And, it indefinetly stays in this state.

ivankitanovski on Sep 7, 2021

Thanks for the feedback, @ivankitanovski ! I’d expect gloo a bit slower than nccl. For completeness sake, could you still please run above commands to understand what happened with nccl.

vfdev-5 on Sep 13, 2021

This did it.

@ivankitanovski Could you try using the gloo backend instead of nccl ? Thanks in advance.

Don’t why I didn’t try this in the first place. But, any how, it works now. Not sure, if there are major drawbacks to using this over nccl, but I see the GPUs are getting used and things are processed.
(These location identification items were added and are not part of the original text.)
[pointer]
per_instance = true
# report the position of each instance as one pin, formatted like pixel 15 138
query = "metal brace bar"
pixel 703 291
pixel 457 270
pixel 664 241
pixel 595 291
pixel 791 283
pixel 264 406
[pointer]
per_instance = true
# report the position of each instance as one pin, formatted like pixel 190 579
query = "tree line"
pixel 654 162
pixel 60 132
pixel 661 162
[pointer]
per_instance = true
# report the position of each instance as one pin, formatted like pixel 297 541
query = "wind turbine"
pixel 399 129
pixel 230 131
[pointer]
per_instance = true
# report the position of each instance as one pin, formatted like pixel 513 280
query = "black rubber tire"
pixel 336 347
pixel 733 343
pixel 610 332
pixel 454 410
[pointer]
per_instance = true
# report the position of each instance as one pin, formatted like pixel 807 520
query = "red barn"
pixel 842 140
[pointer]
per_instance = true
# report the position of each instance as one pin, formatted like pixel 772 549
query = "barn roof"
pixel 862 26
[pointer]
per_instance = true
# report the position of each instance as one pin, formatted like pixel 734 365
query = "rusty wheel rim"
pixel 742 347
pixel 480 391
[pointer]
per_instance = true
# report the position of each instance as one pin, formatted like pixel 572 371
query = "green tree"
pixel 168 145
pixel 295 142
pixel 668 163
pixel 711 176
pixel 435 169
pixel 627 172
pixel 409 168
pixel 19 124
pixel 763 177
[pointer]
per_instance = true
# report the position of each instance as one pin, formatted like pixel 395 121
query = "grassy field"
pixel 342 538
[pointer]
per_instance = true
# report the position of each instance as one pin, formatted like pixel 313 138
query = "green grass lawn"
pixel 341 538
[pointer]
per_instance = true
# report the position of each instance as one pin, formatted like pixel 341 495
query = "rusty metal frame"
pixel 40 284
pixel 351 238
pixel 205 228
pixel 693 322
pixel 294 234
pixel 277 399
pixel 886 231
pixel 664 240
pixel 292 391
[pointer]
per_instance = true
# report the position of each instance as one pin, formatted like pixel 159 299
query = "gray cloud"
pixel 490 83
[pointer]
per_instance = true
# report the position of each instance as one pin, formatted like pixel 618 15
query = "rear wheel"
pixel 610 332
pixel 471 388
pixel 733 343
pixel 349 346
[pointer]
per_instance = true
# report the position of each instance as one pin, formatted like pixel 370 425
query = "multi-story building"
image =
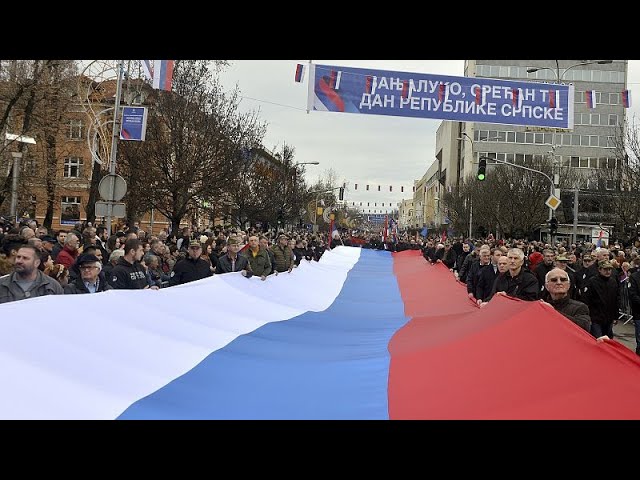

Thanks for the help @vfdev-5 @sdesrozis

ivankitanovski on Sep 13, 2021

@ivankitanovski thanks for the info. I’m really interested to understand what happens in your case on your infrastructure. There are few things which seem a bit strange to me.

cudatoolkit is installed from conda-forge. Technically, pytorch recommended that for v1.8.0 but for v1.9.0 they say to use nvidia channel.
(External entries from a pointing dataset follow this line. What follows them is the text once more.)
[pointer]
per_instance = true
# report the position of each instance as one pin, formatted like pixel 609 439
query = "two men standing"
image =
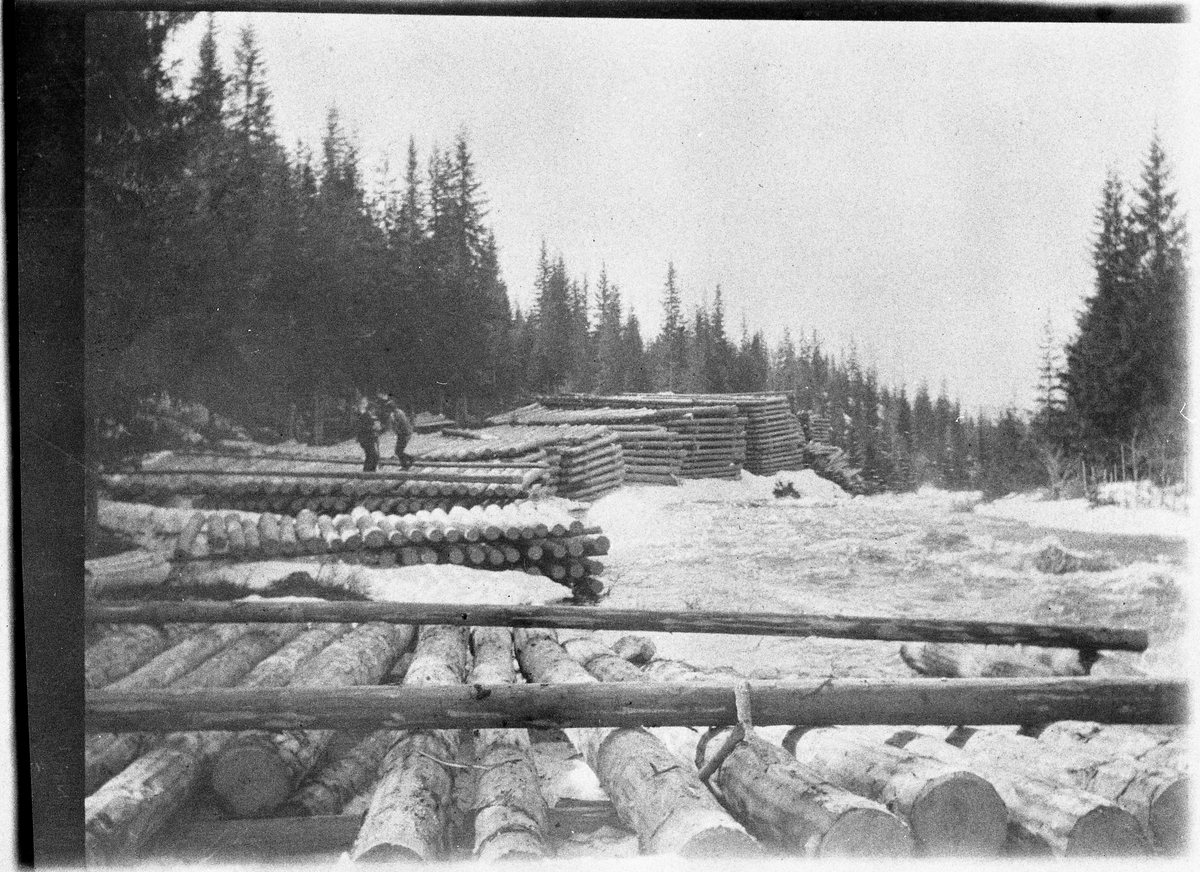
pixel 370 424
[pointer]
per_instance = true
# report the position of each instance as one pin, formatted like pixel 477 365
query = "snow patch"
pixel 1080 516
Could you please try the following things:

run again your hanging script with NCCL_DEBUG=INFO and report the full output

NCCL_DEBUG=INFO python -m package.test

change the backend to “gloo” and run again (without NCCL_DEBUG=INFO)

python -m package.test

I think this should work

let’s update pure pytorch code snippet from https://github.com/pytorch/ignite/issues/2185#issuecomment-913652792 as following:

# main.py
# NCCL_DEBUG=INFO python -m torch.distributed.launch --nproc_per_node=4 --use_env main.py

import time
import torch
import torch.distributed as dist

def pprint(rank, msg):
    # We add sleep to avoid printing clutter
    time.sleep(0.5 * rank)
    print(rank, msg)

if __name__ == "__main__":

    # you can try "gloo" as well instead of "nccl"    
    dist.init_process_group("nccl")

    rank = dist.get_rank()
    ws = dist.get_world_size()
    torch.cuda.set_device(rank)

    pprint(rank, f"Hello from process {rank} among {ws} others")
    pprint(rank, f"Group type: {type(dist.get_backend())} : {dist.get_backend()}")

    pprint(rank, "Call barrier")
    dist.barrier()

    dist.destroy_process_group()

and run it

NCCL_DEBUG=INFO python -m torch.distributed.launch --nproc_per_node=4 --use_env main.py

I would expect this also to hang.

Optionally, if you have docker installed, let’s use our prebuilt docker image to check with another software stack

docker pull pytorchignite/base:latest
# Assuming that the current folder contains your hanging script with NCCLbackend
docker run --rm -it -v $PWD:/repro -w /repro pytorchignite/base:latest /bin/bash -c "NCCL_DEBUG=INFO python -m package.test"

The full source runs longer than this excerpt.